In the Go/Nogo paradigm, the significance of KC varies under different driving modes. Specifically, there are significant differences in the average KC values at Cz, Fz, and Pz between the non-VIMS (visual immediate memory scan) and VIMS states. Furthermore, with the onset of VIMS, the average KC values exhibit a significant decrease (p < 0.05).

Under ADM, the data points are positioned above the diagonal line, particularly for the Fz and Pz channels. This indicates that when the driving task induces VIMS, the standard deviation of KC decreases. This may suggest that the driver's brain activity is more stable under autonomous driving conditions and that the complexity of information is lower.

By comparing the complexity values of KC under different driving modes and conducting paired t-tests on the complexity values before and after inducing VIMS, as shown in Table 5.

Table 5.

Paired t-test of KC between non-VIMS and VIMS states.

Channel	Cz	Fz	Pz
Sig	0.002	0.001	0.001

Results indicate that the paired t-test significance values for the KC complexity of the EEG signals in the three channels are 0.002, 0.001, and 0.001, respectively, demonstrating significant differences in KC values across different channels before and after the onset of motion sickness. This suggests that KC complexity in the Cz, Fz, and Pz channels can be used to quantify the complexity of EEG signals. This indicates that brain activity experiences significant inhibition when VIMS occurs, leading to a systematic decrease in the temporal signal. Therefore, in research on virtual reality-induced autonomous driving motion sickness, sensitive and quantifiable KC complexity can be utilized to detect motion sickness occurrence rapidly.

3.5. Frequency domain analysis of LFP power Spectrum

The power of EEG rhythm waves is closely related to cognitive behavioral functions. In the Go/Nogo paradigm, the significance of alpha, beta, and gamma waves varies under different driving modes. Suppressing alpha waves (8–12 Hz) may affect the driver's attention and reaction capabilities, while inhibiting beta waves (13–30 Hz) may impact the driver's decision-making and response abilities. Similarly, suppressing gamma waves (30–100 Hz) may influence the driver's higher cognitive processes.

An analysis was conducted in Figure 3 on the changes in power spectra at the Pz, Cz, and Fz channels and the correlation with the significance of alpha, beta, and gamma waves in ADM and MDMs. Neuronal responses to cognitive tasks exhibit similar oscillation power characteristics in the alpha and theta frequency bands. In the ADM, increased suppression of alpha waves indicates decreased attention or weakened driver response capabilities. Additionally, increased suppression of gamma waves suggests an influence on the driver's higher cognitive abilities, such as planning and judgment. Increased rhythm wave power reflects enhanced neuronal synchrony, indicating reinforced internal neural activity to counteract the trend of motion sickness. Moreover, increased suppression of beta waves implies reduced driver decision-making ability or response speed.

Figure 3.

Power spectrum of LFPs from different electrodes.

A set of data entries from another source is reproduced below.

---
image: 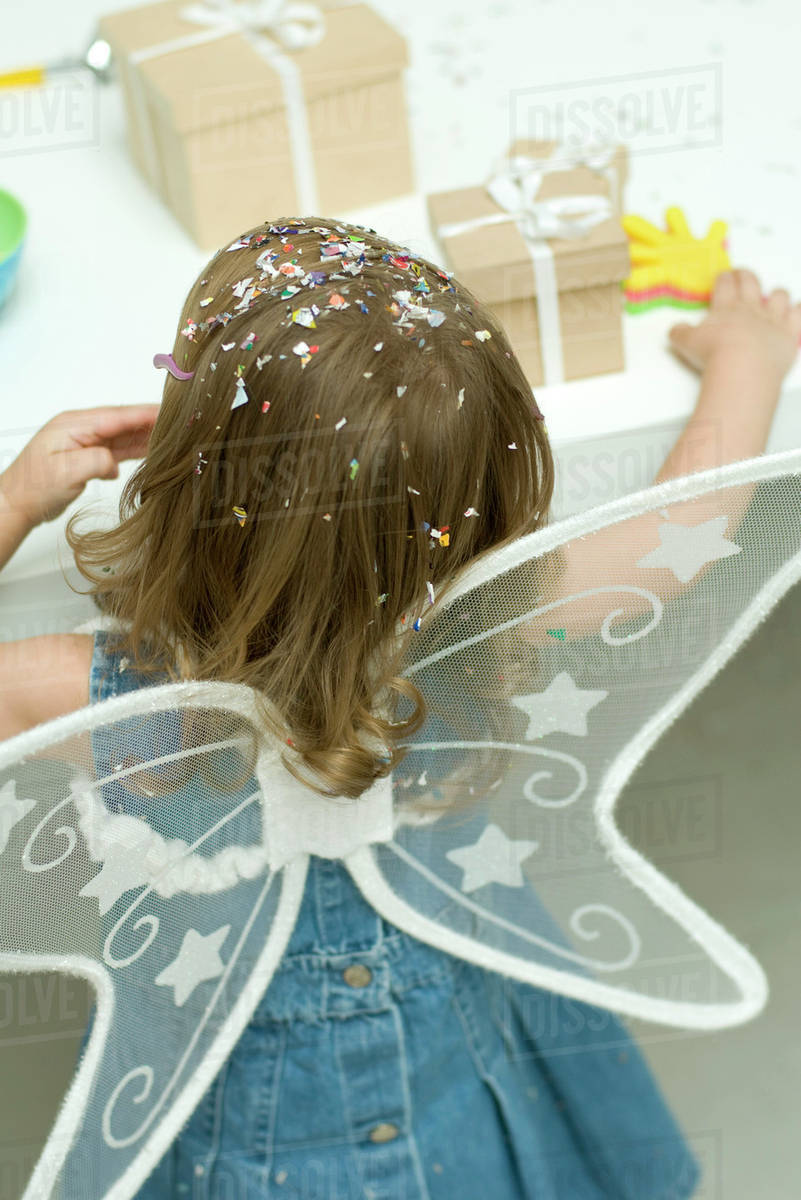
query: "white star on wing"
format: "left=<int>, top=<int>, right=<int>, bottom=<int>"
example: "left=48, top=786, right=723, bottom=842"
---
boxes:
left=79, top=841, right=150, bottom=916
left=0, top=779, right=36, bottom=854
left=512, top=671, right=609, bottom=742
left=153, top=925, right=230, bottom=1008
left=636, top=516, right=742, bottom=583
left=445, top=824, right=540, bottom=892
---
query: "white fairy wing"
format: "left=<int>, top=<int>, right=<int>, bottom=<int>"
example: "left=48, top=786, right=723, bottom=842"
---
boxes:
left=0, top=684, right=318, bottom=1200
left=348, top=451, right=801, bottom=1028
left=0, top=451, right=801, bottom=1200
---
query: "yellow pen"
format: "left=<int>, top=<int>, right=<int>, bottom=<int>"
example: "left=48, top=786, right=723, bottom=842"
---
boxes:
left=0, top=37, right=112, bottom=89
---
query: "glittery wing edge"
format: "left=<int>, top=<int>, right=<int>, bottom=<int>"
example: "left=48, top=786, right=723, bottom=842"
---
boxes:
left=345, top=450, right=801, bottom=1030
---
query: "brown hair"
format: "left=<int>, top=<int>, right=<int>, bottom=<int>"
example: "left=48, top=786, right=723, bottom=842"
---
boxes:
left=67, top=217, right=554, bottom=797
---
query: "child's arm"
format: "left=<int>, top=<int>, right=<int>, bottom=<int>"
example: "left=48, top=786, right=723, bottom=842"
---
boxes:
left=0, top=404, right=158, bottom=740
left=526, top=270, right=801, bottom=641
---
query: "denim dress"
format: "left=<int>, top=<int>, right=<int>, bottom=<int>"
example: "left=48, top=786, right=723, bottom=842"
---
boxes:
left=90, top=631, right=699, bottom=1200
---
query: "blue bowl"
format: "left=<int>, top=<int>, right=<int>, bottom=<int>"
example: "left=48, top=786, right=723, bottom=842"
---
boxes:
left=0, top=188, right=28, bottom=305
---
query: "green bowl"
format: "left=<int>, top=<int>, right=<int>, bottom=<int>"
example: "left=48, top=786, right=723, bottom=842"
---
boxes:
left=0, top=188, right=28, bottom=305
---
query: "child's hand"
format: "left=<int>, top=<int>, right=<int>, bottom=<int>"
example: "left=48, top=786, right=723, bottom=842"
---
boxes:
left=0, top=404, right=161, bottom=526
left=670, top=270, right=801, bottom=384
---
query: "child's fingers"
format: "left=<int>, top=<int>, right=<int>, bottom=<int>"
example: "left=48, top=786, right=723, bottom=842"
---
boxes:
left=734, top=266, right=763, bottom=304
left=59, top=446, right=119, bottom=487
left=49, top=404, right=161, bottom=445
left=787, top=304, right=801, bottom=341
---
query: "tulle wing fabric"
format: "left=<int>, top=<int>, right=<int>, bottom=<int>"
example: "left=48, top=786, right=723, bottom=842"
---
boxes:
left=348, top=451, right=801, bottom=1028
left=0, top=451, right=801, bottom=1200
left=0, top=684, right=316, bottom=1200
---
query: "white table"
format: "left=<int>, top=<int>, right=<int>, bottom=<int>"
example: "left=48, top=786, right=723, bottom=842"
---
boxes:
left=0, top=0, right=801, bottom=581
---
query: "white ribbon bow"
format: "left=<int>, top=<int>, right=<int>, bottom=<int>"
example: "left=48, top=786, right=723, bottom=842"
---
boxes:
left=487, top=157, right=613, bottom=241
left=439, top=145, right=618, bottom=384
left=181, top=0, right=325, bottom=50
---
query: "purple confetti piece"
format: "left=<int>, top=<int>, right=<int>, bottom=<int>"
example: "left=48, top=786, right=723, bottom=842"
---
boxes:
left=153, top=354, right=194, bottom=379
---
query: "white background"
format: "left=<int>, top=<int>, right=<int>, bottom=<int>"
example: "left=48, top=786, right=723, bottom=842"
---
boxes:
left=0, top=0, right=801, bottom=575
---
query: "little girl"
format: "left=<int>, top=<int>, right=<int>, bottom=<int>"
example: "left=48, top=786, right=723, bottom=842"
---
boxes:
left=0, top=217, right=801, bottom=1200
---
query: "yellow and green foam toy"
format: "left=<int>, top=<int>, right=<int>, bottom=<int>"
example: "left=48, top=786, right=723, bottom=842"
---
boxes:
left=622, top=205, right=731, bottom=312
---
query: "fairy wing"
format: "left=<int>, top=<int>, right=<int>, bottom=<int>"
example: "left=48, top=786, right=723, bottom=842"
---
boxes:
left=0, top=683, right=392, bottom=1200
left=348, top=450, right=801, bottom=1028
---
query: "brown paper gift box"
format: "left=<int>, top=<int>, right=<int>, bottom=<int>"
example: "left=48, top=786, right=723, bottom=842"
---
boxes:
left=100, top=0, right=414, bottom=250
left=428, top=142, right=630, bottom=388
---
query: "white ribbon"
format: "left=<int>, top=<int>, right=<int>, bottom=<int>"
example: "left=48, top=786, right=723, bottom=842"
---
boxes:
left=128, top=0, right=325, bottom=215
left=438, top=146, right=618, bottom=386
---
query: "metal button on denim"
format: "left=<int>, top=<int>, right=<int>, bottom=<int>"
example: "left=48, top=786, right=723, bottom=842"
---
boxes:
left=342, top=962, right=373, bottom=988
left=369, top=1121, right=398, bottom=1141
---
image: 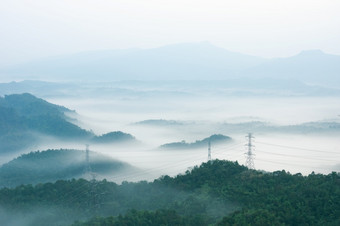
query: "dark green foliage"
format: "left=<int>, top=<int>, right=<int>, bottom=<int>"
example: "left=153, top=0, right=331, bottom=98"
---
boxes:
left=72, top=210, right=207, bottom=226
left=0, top=93, right=93, bottom=153
left=158, top=160, right=340, bottom=225
left=0, top=160, right=340, bottom=226
left=160, top=134, right=231, bottom=149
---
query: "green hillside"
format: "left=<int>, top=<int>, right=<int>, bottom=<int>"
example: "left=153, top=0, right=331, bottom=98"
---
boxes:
left=0, top=160, right=340, bottom=226
left=160, top=134, right=232, bottom=149
left=0, top=93, right=136, bottom=153
left=0, top=149, right=132, bottom=187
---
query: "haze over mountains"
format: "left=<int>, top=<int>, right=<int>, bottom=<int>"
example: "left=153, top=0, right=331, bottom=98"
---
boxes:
left=0, top=42, right=340, bottom=87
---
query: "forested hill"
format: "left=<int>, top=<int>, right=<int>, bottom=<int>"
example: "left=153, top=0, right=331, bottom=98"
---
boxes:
left=0, top=93, right=136, bottom=153
left=160, top=134, right=232, bottom=149
left=0, top=149, right=134, bottom=187
left=0, top=160, right=340, bottom=226
left=0, top=93, right=91, bottom=138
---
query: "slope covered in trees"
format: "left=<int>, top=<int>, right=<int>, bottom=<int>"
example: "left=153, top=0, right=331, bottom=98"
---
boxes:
left=0, top=149, right=136, bottom=187
left=0, top=93, right=136, bottom=153
left=160, top=134, right=231, bottom=149
left=0, top=160, right=340, bottom=226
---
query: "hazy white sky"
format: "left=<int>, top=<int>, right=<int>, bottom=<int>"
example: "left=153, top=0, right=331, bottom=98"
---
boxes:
left=0, top=0, right=340, bottom=66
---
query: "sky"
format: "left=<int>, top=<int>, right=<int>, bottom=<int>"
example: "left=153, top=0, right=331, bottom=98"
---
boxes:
left=0, top=0, right=340, bottom=67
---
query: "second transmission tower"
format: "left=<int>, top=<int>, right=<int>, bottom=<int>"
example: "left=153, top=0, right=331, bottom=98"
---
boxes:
left=208, top=140, right=211, bottom=161
left=245, top=133, right=255, bottom=169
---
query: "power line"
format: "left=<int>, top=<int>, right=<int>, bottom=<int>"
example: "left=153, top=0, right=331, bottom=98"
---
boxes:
left=245, top=133, right=255, bottom=169
left=257, top=142, right=340, bottom=154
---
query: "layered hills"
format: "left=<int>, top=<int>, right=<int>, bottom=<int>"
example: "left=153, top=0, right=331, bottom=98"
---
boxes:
left=0, top=42, right=340, bottom=88
left=0, top=93, right=135, bottom=153
left=0, top=149, right=133, bottom=187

In the ADM, the vehicle's autonomous driving system assumes some attention and response tasks, resulting in less pronounced suppression of alpha waves than the MDM. As the vehicle makes decisions and responds automatically, the inhibition of beta waves is also less evident. Since the MDM system primarily handles these higher cognitive processes, suppressing gamma waves is similarly less pronounced.

Following the onset of motion sickness, an increase in alpha and gamma wave activity and a decrease in beta wave activity were observed. This suggests impairment of top-down cognitive-behavioral functions in the brain during motion sickness, leading to reduced efficiency in performing high-load tasks and potentially resulting in behaviors such as closing one's eyes, eye discomfort, or directional disorders, either intentionally or unintentionally. These changes indicate that individuals experiencing motion sickness may be relaxed but inadequately alert, potentially impacting higher cognitive processes.

Therefore, in research on virtual reality-induced motion sickness in ADM, the detection of alpha, beta, and gamma waves can be utilized to assess the presence of motion sickness.

3.6. ERP topographic map analysis of response inhibition

Based on the ERP analysis of the response inhibition Go/Nogo paradigm, participants’ motion sickness is most pronounced in the ADM. Figure 4 illustrates the topographic maps of the brain changes for the Go/Nogo paradigm.

Figure 4.

The grand average waves of ERP under different stimulus types and driving modes.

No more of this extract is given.